Background: Sustainable software engineering (SSE) means creating software in a way that meets present needs without undermining our collective capacity to meet our future needs. It is typically conceptualized as several intersecting dimensions or ``pillars'' -- environmental, social, economic, technical and individual. However; these pillars are theoretically underdeveloped and require refinement. Objectives: The objective of this paper is to generate a better theory of SSE. Method: First, a scoping review was conducted to understand the state of research on SSE and identify existing models thereof. Next, a meta-synthesis of qualitative research on SSE was conducted to critique and improve the existing models identified. Results: 961 potentially relevant articles were extracted from five article databases. These articles were de-duplicated and then screened independently by two screeners, leaving 243 articles to examine. Of these, 109 were non-empirical, the most common empirical method was systematic review, and no randomized controlled experiments were found. Most papers focus on ecological sustainability (158) and the sustainability of software products (148) rather than processes.
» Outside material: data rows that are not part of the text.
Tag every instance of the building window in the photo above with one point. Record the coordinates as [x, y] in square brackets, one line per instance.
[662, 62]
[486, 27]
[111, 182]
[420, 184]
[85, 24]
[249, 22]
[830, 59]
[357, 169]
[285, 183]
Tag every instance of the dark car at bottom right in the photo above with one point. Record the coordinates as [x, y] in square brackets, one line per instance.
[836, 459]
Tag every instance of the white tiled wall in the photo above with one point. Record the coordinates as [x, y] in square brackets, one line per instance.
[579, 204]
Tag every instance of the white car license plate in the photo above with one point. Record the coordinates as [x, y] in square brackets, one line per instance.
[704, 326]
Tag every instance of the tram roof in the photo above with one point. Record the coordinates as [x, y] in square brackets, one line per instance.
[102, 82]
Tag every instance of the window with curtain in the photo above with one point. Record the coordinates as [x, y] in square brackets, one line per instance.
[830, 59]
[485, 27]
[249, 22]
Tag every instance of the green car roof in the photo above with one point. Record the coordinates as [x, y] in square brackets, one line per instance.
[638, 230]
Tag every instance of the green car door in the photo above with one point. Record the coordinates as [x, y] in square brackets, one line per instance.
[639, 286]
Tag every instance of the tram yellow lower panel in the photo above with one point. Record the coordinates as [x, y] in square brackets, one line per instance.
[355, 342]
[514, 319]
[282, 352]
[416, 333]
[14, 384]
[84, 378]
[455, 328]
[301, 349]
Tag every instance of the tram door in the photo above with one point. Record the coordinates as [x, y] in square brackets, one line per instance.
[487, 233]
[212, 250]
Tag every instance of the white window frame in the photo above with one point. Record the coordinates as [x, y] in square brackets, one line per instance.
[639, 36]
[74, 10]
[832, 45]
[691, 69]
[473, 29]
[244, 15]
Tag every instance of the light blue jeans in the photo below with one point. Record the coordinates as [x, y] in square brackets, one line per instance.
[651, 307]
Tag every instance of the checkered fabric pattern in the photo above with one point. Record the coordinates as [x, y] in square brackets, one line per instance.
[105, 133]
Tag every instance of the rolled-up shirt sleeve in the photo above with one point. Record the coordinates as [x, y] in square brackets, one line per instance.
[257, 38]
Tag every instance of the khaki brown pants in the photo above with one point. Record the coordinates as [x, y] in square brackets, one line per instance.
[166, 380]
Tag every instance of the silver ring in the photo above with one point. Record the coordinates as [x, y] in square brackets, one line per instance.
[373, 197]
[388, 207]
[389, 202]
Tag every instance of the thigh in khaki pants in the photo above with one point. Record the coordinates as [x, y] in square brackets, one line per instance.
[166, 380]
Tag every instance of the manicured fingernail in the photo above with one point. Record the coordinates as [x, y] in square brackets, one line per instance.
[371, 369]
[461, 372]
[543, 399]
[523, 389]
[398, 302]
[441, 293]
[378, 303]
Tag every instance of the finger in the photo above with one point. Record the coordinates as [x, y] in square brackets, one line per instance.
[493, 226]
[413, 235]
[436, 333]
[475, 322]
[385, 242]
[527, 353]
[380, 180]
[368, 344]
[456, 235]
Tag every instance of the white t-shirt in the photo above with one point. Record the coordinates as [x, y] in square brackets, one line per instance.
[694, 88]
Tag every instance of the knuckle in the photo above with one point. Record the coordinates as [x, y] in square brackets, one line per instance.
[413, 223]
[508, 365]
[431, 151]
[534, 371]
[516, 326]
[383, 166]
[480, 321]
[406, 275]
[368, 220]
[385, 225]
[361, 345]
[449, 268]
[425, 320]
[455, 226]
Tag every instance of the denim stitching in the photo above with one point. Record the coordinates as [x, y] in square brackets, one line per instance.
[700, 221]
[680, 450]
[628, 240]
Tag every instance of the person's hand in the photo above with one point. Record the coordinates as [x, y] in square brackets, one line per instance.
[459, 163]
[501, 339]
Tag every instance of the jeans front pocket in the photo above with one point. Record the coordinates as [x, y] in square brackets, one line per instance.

A meta-synthesis of 36 qualitative studies produced several key propositions, most notably, that sustainability is stratified (has different meanings at different levels of abstraction) and multisystemic (emerges from interactions among multiple social, technical, and sociotechnical systems). Conclusion: The academic literature on SSE is surprisingly non-empirical. More empirical evaluations of specific sustainability interventions are needed. The sustainability of software development products and processes should be conceptualized as multisystemic and stratified, and assessed accordingly.